Thai Chili (Prik Kee Noo)
Thai chili is used in many Thai dishes and is often eaten raw, too. Prik lee noo is phet! (Hot)
Dried Thai Chili (Prik Hang)
Dried Thai chili is used in soups, salads and stir-fries and is ground or served whole.
Turmeric, a relative of ginger, adds yellow color to food and is an integral ingredient in curry powder and some curry pastes.
Thai Eggplant (Makuea Praow)
Thai eggplant is used in curries, Som Tum, and is eaten raw.
Cherry Eggplant (Makuea Poo-ung)
Cherry eggplant is used in curries and is eaten with Nam Prik. It's very bitter!

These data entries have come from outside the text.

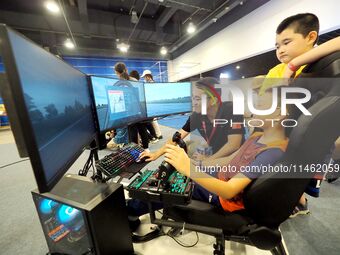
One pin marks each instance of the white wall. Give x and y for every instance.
(252, 35)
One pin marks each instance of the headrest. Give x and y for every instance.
(328, 66)
(270, 200)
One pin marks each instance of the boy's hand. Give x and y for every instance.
(177, 157)
(198, 156)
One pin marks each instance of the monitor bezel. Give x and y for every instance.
(169, 114)
(95, 109)
(18, 114)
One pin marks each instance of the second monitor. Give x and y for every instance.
(118, 102)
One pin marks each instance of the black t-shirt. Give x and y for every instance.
(220, 137)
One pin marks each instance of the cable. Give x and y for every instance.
(13, 163)
(182, 244)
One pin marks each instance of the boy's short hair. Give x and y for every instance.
(302, 23)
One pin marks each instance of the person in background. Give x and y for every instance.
(147, 75)
(122, 134)
(142, 127)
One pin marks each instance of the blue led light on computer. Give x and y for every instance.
(47, 205)
(70, 217)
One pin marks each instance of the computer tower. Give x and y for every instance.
(81, 217)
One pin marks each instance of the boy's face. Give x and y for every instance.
(290, 44)
(196, 100)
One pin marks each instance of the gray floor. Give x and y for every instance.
(317, 233)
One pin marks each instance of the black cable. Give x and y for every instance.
(184, 245)
(16, 162)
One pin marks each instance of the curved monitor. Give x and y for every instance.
(163, 99)
(118, 102)
(49, 103)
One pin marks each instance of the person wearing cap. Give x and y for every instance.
(223, 139)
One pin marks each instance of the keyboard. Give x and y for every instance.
(122, 162)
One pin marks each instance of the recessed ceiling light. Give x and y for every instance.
(123, 47)
(224, 76)
(69, 44)
(52, 6)
(191, 28)
(164, 51)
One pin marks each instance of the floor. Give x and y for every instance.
(317, 233)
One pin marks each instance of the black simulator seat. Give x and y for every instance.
(270, 200)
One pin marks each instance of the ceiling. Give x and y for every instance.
(97, 25)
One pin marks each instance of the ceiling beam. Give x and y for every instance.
(84, 18)
(101, 23)
(187, 6)
(165, 16)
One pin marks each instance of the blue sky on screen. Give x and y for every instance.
(159, 91)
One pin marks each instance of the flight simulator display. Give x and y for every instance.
(167, 98)
(118, 102)
(48, 103)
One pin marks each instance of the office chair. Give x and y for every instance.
(270, 200)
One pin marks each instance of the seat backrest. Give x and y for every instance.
(270, 199)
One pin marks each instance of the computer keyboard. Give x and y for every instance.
(147, 186)
(120, 161)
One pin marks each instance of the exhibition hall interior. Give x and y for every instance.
(167, 126)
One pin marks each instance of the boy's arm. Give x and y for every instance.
(314, 54)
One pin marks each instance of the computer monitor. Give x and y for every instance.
(118, 102)
(164, 99)
(49, 103)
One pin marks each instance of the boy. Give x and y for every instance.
(295, 40)
(260, 149)
(225, 191)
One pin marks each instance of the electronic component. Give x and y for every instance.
(176, 190)
(120, 161)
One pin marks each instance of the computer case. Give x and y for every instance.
(82, 217)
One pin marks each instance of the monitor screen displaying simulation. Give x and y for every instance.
(118, 102)
(167, 98)
(52, 104)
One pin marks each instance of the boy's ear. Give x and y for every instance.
(312, 37)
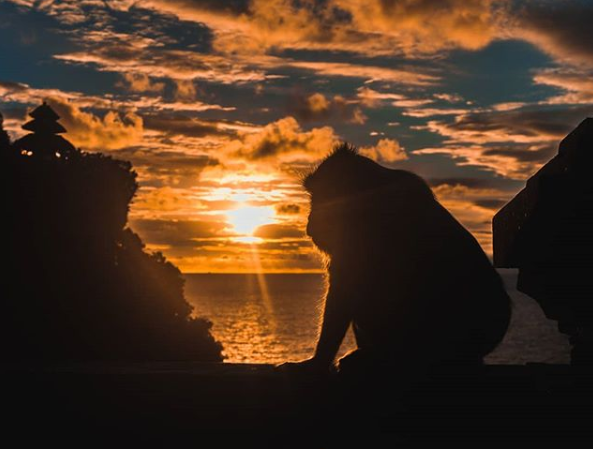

Chinese or Purple Eggplant (Makuea Muang)
Chinese eggplant is used is used in stir-fries or is steamed.
Long Bean (Tua Fak Yaow)
Long bean is used in curries, stir-fries, and Som Tum (Green Papaya Salad). They're crunchier than regular green beans.
Green Papaya (Malagaw)
Green papaya is shredded to make the famous spicy Thai salad called Som Tum! Green unripe papaya is available in most Asian markets.
Pickle (Tang Kwa)
Pickling cucumbers are crunchier than regular cucumbers and are eaten raw or used to make a salad called Tum Tang (it's similar to Som Tum).
Pac Peow (Bai Prik Ma)
Pac Peow is eaten raw with salads or noodles. Pac peow can be found in many Southeast Asian markets.
Mint is used in Laab and other salads and is served with noodle soup.
Culantro (Pak Chee Farang)
Culantro is usually eaten raw and can also be cut up and added to Laab (Isaan Meat Salad).